The present invention relates to a method of accessing a communication medium.
Communication traffic between communication apparatus, such as a base station and a plurality of communication stations forming a Local Area Network (LAN), can comprise asynchronous traffic or isochronous traffic.
Asynchronous traffic exhibits unpredictable traffic timing, at which a fast burst of packets is generated, and while such traffic requires fast response times in the stations, a wide range of instantaneous packet delays can be tolerated provided the average delay in the stations is within acceptable limits. An example of asynchronous traffic communication is the communication that occurs between computer systems when a file has to be transferred relatively infrequently but at a high speed once the communication commences. A large LAN bandwidth must be available to the asynchronous traffic to allow for the fast transfer of the file.
Communication-medium access protocols that are established having regard to the above mentioned characteristics of asynchronous stations are based on a so-called Distributed Access Protocol in which the medium access procedure is shared by all the stations connected to the medium. An example of a Distributed Access Protocol is the Carrier Sense Multiple Access with Collision Detection (CSMA/CD) protocol used as part of the Ethernet and IEEE 802.3 communication protocols.
Isochronous traffic requires a predictable channel bandwidth and can tolerate a long average packet-delay in the stations provided the variations in the delays of different packets are within narrow limits. Also, isochronous packets that are not delivered within a specified delay are generally discarded. The quality of the isochronous communication depends upon the application requirements, but generally a pre-defined bandwidth is required along with a bit-error-rate limit or packet-error-rate limit. An example of isochronous traffic is so-called packetized-voice traffic. This traffic comprises voice data in the form of a steady stream of packets that needs a limited bandwidth and also a regular delay characteristic to achieve a steady packet stream for the relatively long call duration. Other examples are industrial processes that need to react to known situations or events at an accurately determinable time.
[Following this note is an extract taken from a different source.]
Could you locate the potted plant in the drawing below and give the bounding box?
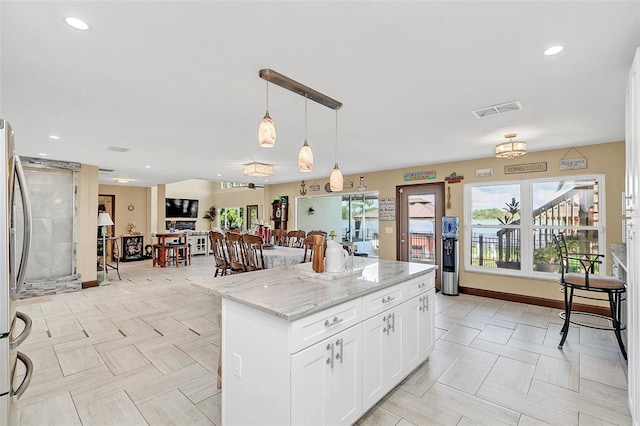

Networks that can handle isochronous traffic employ so-called Connection Oriented access protocols in which a connection between the stations is established and the stations are assigned a channel with a well defined bandwidth and delay characteristic. An example of such a network is the Integrated Services Digital Network (ISDN) which employs a Time Division Multiple Access (TDMA) protocol to service multiple stations in the network.
From the above it can be seen that asynchronous and isochronous communication each have very different requirements and characteristics. Thus, when asynchronous and isochronous communication is required in the same LAN, the asynchronous packets are transferred via a different medium (i.e. cable) from the isochronous packets and different access protocols are employed on the different media. This disadvantageously increases the cost and complexity of the LAN and is particularly disadvantageously restrictive in that isochronous and asynchronous traffic cannot be readily provided in a wireless LAN where the stations have to share the same wireless medium. Such wireless LANs are being increasingly provided for devices such as notebook P.C.s or Personal Digital Assistance (PDA) devices. It would be advantageous if such devices could provide for the communication of real-time mobile packets along with data packets, and so a method of accessing a communication medium is required that provides for the sharing of the same medium by asynchronous and isochronous traffic.